Now this is awfully impressive. I’m impressed with him, and very few people meet us without realizing that I’m no wonder woman - I have a wondrous husband and a very fortunate marriage. 

The work that he is doing,  I did yesterday, when it was my day for the farm and the kids with the kids – but the fact is that you cannot offer a call to arms to women to come back to the kitchen unless everyone else goes with them.  If all of this domestic labor were entirely my responsibility, there is no freakin’ way that I’d be able to do it alone – my husband is a full partner in our domestic arrangement – and not a traditional partner, who does the heavy “guy stuff” but isn’t there for the endless daily cycle of chores.  I’m not afraid of laundering the cloth diapers, because I know my husband will change the diapers and rinse them out first.  I’m not afraid of taking on canning, because I know he’ll be homeschooling the kids.

Moreover, I’m able to take on not-very lucrative jobs like farming and writing because I can trust my husband deeply – I know he’s not going to leave me for another woman, I know that I can trust and rely on him.  So if I don’t contribute to a retirement account or pay that much into Social Security, I know barring death or disability, he’ll be there with and for me.  He’s not going to pick a pretty face with an air conditioner or a nicer farm – this is a permanent marriage.  I can’t say how I know this, merely that I do.  But if I wasn’t sure, if I wasn’t really sure that I’d seen his worst parts and he mine and we could do this, I’d be afraid to give up more reliable sources of income and take risks.  And no matter how deeply I trust him, trust isn’t really the operative issue when it comes to death, illness or injury, which can happen to anyone.  I am taking a risk – and a lesser one than a woman who doesn’t write and doesn’t have a foot in the formal economy. 

I think any man or woman, but especially a man, who dreams of a homestead needs to ask himself who he thinks will be doing the canning, the washing of the chicken manure off the porch and laundering those cloth diapers.  I do not claim that all men dream of a homestead where the domestic work is magically taken care of by a perfect wife, just like someone’s insane fantasy about who I am (which bears little resemblance to the actual me), but it is worth making sure you don’t have that dream – and making sure that your spouse, male or female, feels absolutely sure that you have done everything you can to ensure that this life will be secure.
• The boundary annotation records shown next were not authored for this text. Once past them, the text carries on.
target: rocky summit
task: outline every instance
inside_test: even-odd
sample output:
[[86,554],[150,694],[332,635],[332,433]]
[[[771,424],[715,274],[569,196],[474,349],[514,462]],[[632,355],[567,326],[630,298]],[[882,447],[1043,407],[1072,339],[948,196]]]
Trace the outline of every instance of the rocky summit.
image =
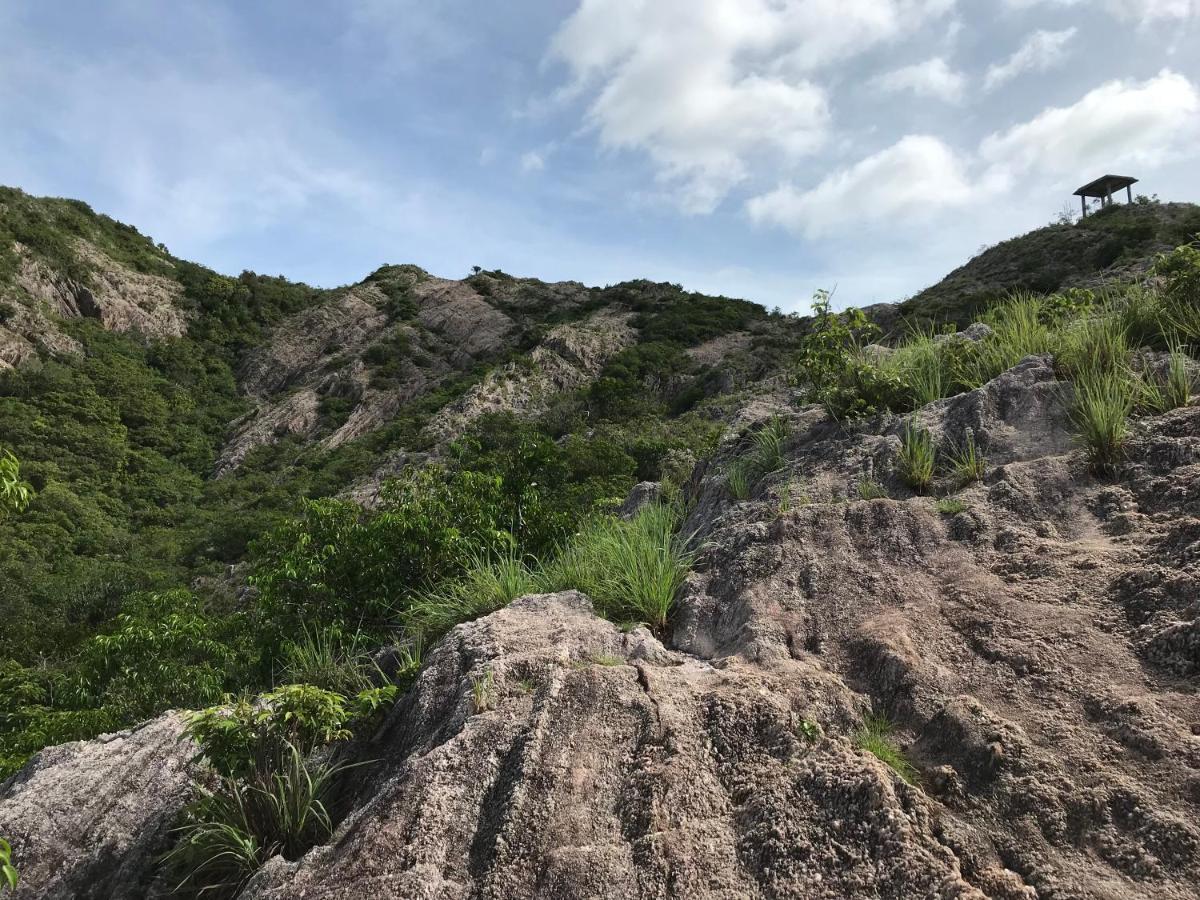
[[796,317],[5,190],[14,896],[1195,898],[1196,232]]

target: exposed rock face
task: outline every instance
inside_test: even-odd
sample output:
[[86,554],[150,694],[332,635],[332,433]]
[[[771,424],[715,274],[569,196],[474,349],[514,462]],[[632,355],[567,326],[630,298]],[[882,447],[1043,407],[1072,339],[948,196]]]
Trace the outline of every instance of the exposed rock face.
[[800,715],[845,726],[856,698],[803,661],[714,666],[580,594],[526,598],[451,632],[364,805],[246,896],[980,896],[920,792],[808,744]]
[[191,796],[179,714],[43,750],[0,785],[0,835],[20,870],[17,900],[133,900],[152,881]]
[[529,354],[528,364],[510,362],[488,373],[461,401],[443,410],[430,425],[430,433],[448,440],[486,413],[544,413],[554,397],[593,380],[605,362],[634,342],[637,332],[629,325],[631,318],[629,313],[605,311],[552,329]]
[[[666,644],[574,592],[460,625],[347,750],[374,762],[332,840],[245,896],[1195,898],[1200,407],[1142,420],[1099,481],[1069,386],[1030,358],[916,414],[989,456],[982,482],[943,478],[966,510],[940,515],[894,474],[900,419],[847,430],[782,395],[739,421],[793,422],[785,470],[734,502],[731,439],[697,472]],[[895,499],[857,499],[864,476]],[[868,714],[916,784],[858,749]],[[139,810],[174,796],[146,752]],[[47,751],[0,792],[28,872],[92,858],[34,798],[103,796],[95,754]],[[145,883],[121,840],[96,877]]]
[[97,319],[109,331],[179,337],[187,330],[179,305],[184,288],[178,282],[133,271],[86,241],[77,241],[76,252],[88,265],[88,284],[71,281],[23,256],[17,287],[59,316]]

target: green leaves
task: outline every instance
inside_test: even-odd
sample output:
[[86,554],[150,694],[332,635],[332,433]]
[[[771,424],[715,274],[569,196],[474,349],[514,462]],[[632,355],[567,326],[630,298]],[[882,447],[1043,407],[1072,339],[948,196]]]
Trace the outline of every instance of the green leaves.
[[20,875],[12,864],[12,845],[0,838],[0,888],[7,887],[8,890],[16,892],[19,881]]
[[17,457],[0,449],[0,518],[7,512],[23,512],[32,498],[34,488],[22,481]]

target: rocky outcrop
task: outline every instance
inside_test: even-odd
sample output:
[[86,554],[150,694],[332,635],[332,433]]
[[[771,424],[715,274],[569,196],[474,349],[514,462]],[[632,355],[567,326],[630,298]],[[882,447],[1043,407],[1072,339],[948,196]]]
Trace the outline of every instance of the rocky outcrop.
[[805,662],[713,665],[524,598],[432,653],[360,809],[245,895],[980,896],[920,791],[844,737],[857,716]]
[[20,871],[14,900],[134,900],[191,797],[179,714],[49,748],[0,785],[0,835]]
[[442,410],[428,433],[449,440],[487,413],[533,418],[546,412],[556,397],[592,382],[605,362],[635,341],[631,318],[630,313],[605,311],[551,329],[528,359],[490,372],[462,400]]

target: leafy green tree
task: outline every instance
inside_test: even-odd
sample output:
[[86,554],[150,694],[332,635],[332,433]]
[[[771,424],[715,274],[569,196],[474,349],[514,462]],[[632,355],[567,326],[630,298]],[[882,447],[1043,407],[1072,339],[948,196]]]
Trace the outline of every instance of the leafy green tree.
[[0,516],[23,512],[34,497],[34,488],[20,478],[20,463],[8,450],[0,450]]

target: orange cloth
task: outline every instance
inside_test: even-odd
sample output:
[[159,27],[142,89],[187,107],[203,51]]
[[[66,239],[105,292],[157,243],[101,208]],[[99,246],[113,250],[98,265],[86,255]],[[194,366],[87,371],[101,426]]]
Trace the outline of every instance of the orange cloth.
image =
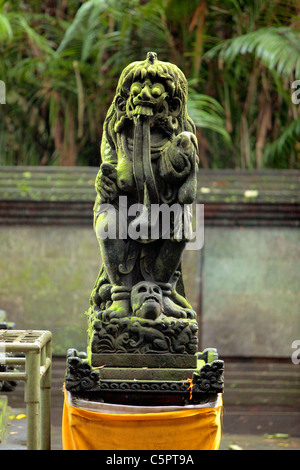
[[70,405],[65,391],[63,450],[218,450],[222,397],[215,407],[99,413]]

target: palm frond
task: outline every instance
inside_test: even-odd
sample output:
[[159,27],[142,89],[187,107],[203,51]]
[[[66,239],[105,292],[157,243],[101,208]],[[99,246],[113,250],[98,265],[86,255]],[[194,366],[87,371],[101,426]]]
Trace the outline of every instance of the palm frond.
[[283,156],[290,156],[295,152],[295,146],[299,141],[300,136],[300,117],[292,121],[285,129],[278,139],[267,144],[263,154],[263,161],[265,165],[272,165],[279,158]]
[[300,33],[290,27],[268,27],[228,39],[210,49],[206,58],[218,56],[225,64],[237,57],[254,54],[280,76],[300,77]]
[[230,135],[226,130],[225,113],[218,101],[190,88],[187,107],[189,116],[197,127],[215,131],[222,135],[227,144],[230,143]]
But while that gives a sense of why women might be less inclined to choose a low energy life, I’m not sure it really answers the larger question posed – are there more men out there who dream of living a low energy, sustainable life?  Are women more attached to their creature comforts, even adjusting for their perfectly reasonable fear of being stuck with all the work, or getting covered in dirt and then being dumped for some nice clean woman? 

I can’t run a statistical analysis here – my own readership tends slightly towards the female, and the stories I hear are much more about the trouble of getting husbands to change than wives, but I know it works the other way too.  It is certainly women who do the majority of the shopping and consumer culture – one study found that women either made or influenced 90% of all purchases – and not just the things stereotypes would assume, like food or clothing, but also cars, tools and homes and home repairs.   The culture of shopping is, in a large measure, a female culture.   In that sense, there’s certainly some truth in this. 
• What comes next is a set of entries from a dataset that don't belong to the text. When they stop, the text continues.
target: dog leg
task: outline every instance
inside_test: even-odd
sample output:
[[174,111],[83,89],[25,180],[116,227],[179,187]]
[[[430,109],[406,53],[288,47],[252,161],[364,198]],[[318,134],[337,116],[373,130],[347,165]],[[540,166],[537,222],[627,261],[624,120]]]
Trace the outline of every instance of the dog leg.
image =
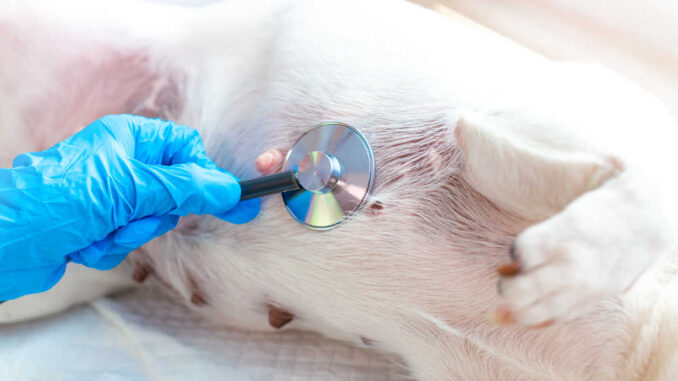
[[532,226],[499,269],[499,324],[575,318],[627,290],[675,245],[666,184],[529,113],[466,113],[469,183]]

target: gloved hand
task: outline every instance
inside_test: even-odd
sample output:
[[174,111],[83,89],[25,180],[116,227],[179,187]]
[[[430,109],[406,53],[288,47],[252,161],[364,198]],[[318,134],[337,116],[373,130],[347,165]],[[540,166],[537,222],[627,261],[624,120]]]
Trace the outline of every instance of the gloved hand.
[[197,131],[103,117],[0,169],[0,301],[48,290],[69,260],[111,269],[179,216],[247,222],[259,201],[239,198],[238,180],[207,157]]

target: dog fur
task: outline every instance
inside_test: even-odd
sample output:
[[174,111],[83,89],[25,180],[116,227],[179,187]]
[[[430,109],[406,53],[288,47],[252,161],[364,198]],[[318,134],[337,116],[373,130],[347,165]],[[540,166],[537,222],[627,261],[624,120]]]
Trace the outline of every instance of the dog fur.
[[399,1],[102,4],[0,3],[3,165],[130,112],[198,129],[249,178],[340,120],[371,142],[376,186],[322,233],[278,197],[242,226],[184,218],[2,321],[149,278],[217,325],[313,330],[415,379],[675,377],[678,130],[651,95]]

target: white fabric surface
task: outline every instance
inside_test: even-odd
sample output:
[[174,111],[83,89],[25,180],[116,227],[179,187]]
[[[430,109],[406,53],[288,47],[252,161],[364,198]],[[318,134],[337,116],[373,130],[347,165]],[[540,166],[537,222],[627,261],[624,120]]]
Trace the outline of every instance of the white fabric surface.
[[151,291],[0,326],[0,380],[403,379],[393,359],[305,332],[215,330]]

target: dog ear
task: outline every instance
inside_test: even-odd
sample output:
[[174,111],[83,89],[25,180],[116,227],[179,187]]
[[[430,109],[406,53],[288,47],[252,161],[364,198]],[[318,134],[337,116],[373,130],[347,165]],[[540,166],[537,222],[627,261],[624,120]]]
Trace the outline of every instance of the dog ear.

But so is the culture of making a stable home, of feeding people, of tending to basic needs.  For women, much of that has been integrated deeply into a consumer culture – you feed and clothe the people you love by shopping, perhaps by careful bargain shopping.  You make a home by buying products and researching good schools.  You tend needs by having the right things on hand.  But I think the reason this is so deeply tied to consumer culture is that the other, more traditional ways of doing these things have been taken from us – and disdained.  Retail therapy exists, of course, but I think it is worth asking to what extent it is a response to a gaping absence in our way of life, rather than an ingrained gender distinction.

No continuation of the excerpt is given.